As an illustration, let’s review how a large random noise (of up to 50% of the variability in the series) is not enough to destroy the seasonal structure in data, while remaining stable in the first two axes.
The way we add random noise to data is by adding a random amount generated from a Normal distribution, using mean zero, and standard deviation of 1/4 the standard deviation of the annual temperatures in a given reading location. We perform PCA on this modified data set, examining the obtained principal components, as well as the circle of correlations between the original components and the ones obtained from the data with random noise (see table below).
random1 | random2 | random3 | random4 | random5 | |
---|---|---|---|---|---|
original1 | 0.996 | ||||
original2 | 0.019 | 0.994 | |||
original3 | 0.000 | 0.013 | 0.974 | ||
original4 | 0.002 | 0.000 | 0.027 | 0.921 | |
original5 | 0.003 | 0.006 | 0.006 | 0.043 | 0.92 |
It turns out that with this added random noise, the first five axes remain stable.
Next, we repeat the same procedure, but this time adding a larger amount of random noise: half of the standard deviation of each variable (see results in table below).

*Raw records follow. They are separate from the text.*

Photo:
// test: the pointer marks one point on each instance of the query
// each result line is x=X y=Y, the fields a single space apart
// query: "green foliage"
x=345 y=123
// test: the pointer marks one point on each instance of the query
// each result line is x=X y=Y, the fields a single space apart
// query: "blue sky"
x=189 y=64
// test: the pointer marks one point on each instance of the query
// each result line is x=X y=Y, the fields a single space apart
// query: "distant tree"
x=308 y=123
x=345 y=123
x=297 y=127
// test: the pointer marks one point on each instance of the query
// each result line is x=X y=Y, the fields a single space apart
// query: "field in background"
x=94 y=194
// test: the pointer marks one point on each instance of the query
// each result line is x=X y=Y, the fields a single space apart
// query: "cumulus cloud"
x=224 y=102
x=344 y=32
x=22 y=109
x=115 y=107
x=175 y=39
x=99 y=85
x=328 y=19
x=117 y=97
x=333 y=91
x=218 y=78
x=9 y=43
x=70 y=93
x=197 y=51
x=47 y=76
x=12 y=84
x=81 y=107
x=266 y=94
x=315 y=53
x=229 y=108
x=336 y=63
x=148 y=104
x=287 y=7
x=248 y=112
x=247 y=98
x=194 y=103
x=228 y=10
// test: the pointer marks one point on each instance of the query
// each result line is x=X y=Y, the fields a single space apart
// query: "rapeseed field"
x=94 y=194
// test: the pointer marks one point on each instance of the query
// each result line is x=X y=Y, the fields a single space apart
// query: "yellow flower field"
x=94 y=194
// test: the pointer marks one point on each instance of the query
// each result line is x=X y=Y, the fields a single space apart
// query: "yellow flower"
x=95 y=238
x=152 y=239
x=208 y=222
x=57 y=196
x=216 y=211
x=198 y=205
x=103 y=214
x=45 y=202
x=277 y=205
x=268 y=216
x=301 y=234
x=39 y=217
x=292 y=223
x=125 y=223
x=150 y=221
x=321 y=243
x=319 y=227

random1 | random2 | random3 | random4 | random5 | |
---|---|---|---|---|---|
original1 | 0.986 | ||||
original2 | 0.039 | 0.975 | |||
original3 | 0.000 | 0.025 | 0.908 | ||
original4 | 0.003 | 0.000 | 0.057 | 0.761 | |
original5 | 0.005 | 0.011 | 0.016 | 0.064 | 0.751 |
Despite the larger amount of introduced random noise, the first three axes still remain mostly unchanged, whereas the fourth and the fifth axes have been slightly modified.
4.1.6 Selecting Best Temperature Reading Locations
As we mentioned in the introduction of this chapter, one of the stages of the Lascaux Cave research project involved deciding whether to locate the sensors for reading temperatures along the cave.
We seek to obtain a small subset of reading locations, such that they provide essential information for the totality of the observations. Simply put, we seek to conserve the stable factorial directions.
The first decision that we made was to retain just one of the measurements for every pair of temperature “rock/air”; this reduced the number of readings from 30 to 15 temperature variables.
We provide only the sketch idea used to find the solution. The methodology consists of eliminating, step by step, the more redundant variables. We use the correlation between the new computed factorial axes (PCA on retained temperature reading locations) and the original factorial axes (PCA on all variables). To be more precise, we calculate the sum of squared correlations between homologous axes (diagonal of the correlation matrix). Finally, we obtain a subset of 8 variables that adequately reconstitute the subspace of the first three initial factorial axes (with correlations of 0.986, 0.980, and 0.865, like in the table 4.6 below).
random1 | random2 | random3 | |
---|---|---|---|
original1 | 0.986 | ||
original2 | 0.162 | 0.980 | |
original3 | 0.046 | 0.008 | 0.865 |